京セラ美術館 コレクションルーム展(1)
冬晴れの午後、京都市京セラ美術館のコレクションルーム冬期展を鑑賞した。
コレクション展なので展覧会そのものの企画に明確な方向性はないが、「昭和前期の日本画と古典」という副題があり、そのような範囲の作品が展示されていた。
私もすでに観たことがある作品もかなりあり、一部の気にとまったものについてメモしておく。
菊池契月(上)
冒頭に、菊池契月の5点の作品が「昭和前期の日本画」として展示されている。
菊池契月(きくち けいげつ、明治12年1879~昭和30年1955)は、長野県下高井郡中野町(現在の中野市)の素封家の次男として生まれた。少年時代から絵を描くことを好み、13歳で南画家児玉果亭に入門して「契月」の画号を与えられたという。小学校高等科卒業後、呉服屋・製糸工場・町役場などで勤務し、そのかたわら中野町に滞在中であった高島雪松に私淑した。
明治29年(1896)17歳のころ、同郷の友人町田曲江とともに故郷を出奔、京都に出て南画家内海吉堂に入門した。やがて翌明治30年(1897)18歳で京都の日本画家菊池芳文(きくちほうぶん)の門下となった。

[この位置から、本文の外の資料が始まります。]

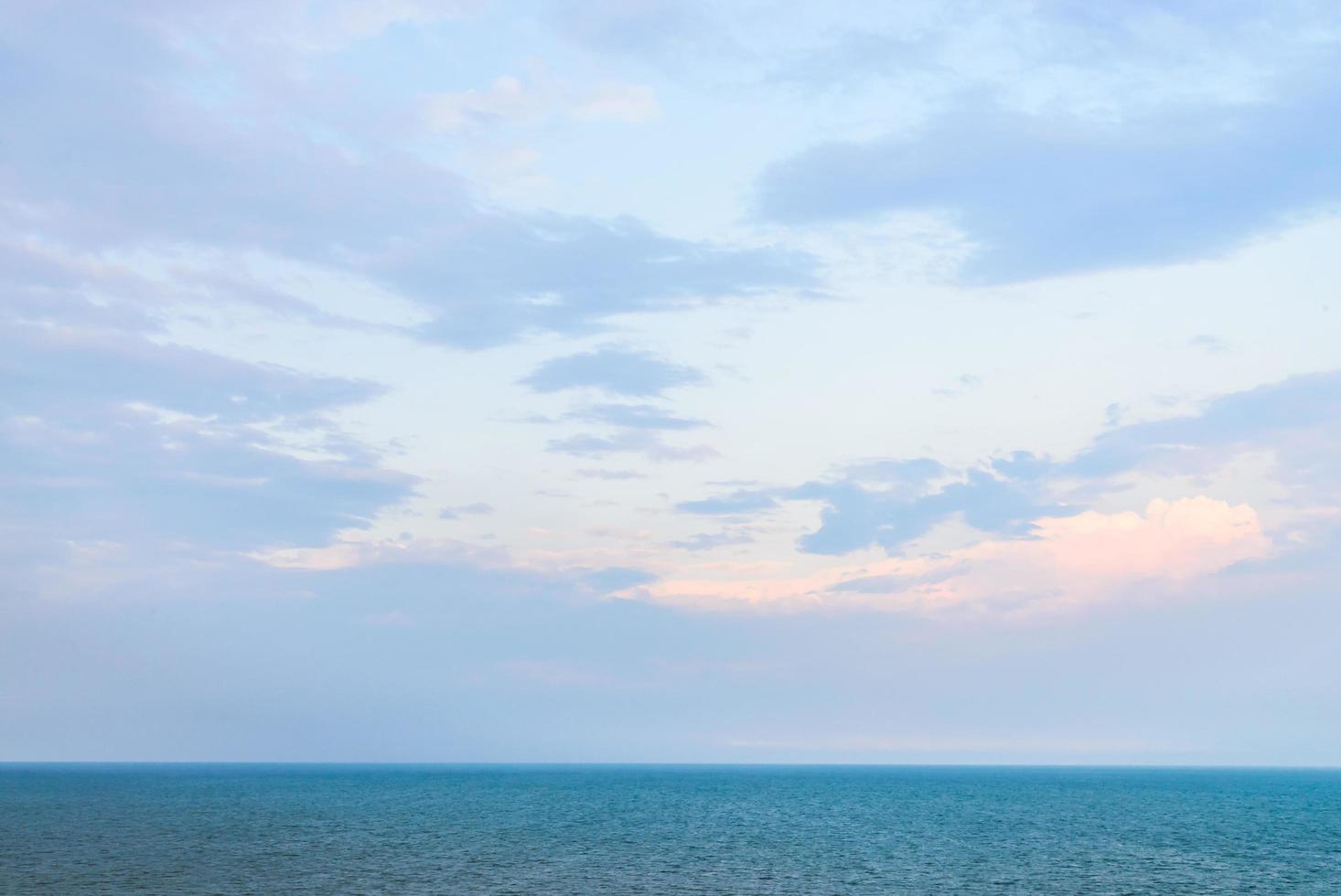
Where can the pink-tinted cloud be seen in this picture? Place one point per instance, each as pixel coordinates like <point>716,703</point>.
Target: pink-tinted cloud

師の菊池芳文は、竹内栖鳳・谷口香嶠・都路華香とともに「幸野楳嶺門下の四天王」と呼ばれて、京都画壇正統派の四条派の高名な画家であった。彼のもとで研鑽を積み、入門翌年の明治31年(1898)には第4回新古美術品展で『文殊』で一等賞を得た。さらにその翌年にも第2回絵画共進会展出品の『資忠決死』が一等賞となり、その後も毎年受賞を重ねた。
明治39年(1906)27歳のとき、芳文の娘アキと結婚し、菊池家の婿養子となった。以後菊池姓を名乗るようになった。
明治41年(1908)創設されたばかりの文部省美術展覧会(文展)の第2回展で『名士弔葬』が二等賞、翌年の第3回展で『悪童の童』が3等賞、その翌年の第4回展では『供燈』で二等賞をあいついで受賞した。同作は1911年にローマで開催された万国芸術博覧会にも出品された。この年には京都市立絵画専門学校の助教諭となった。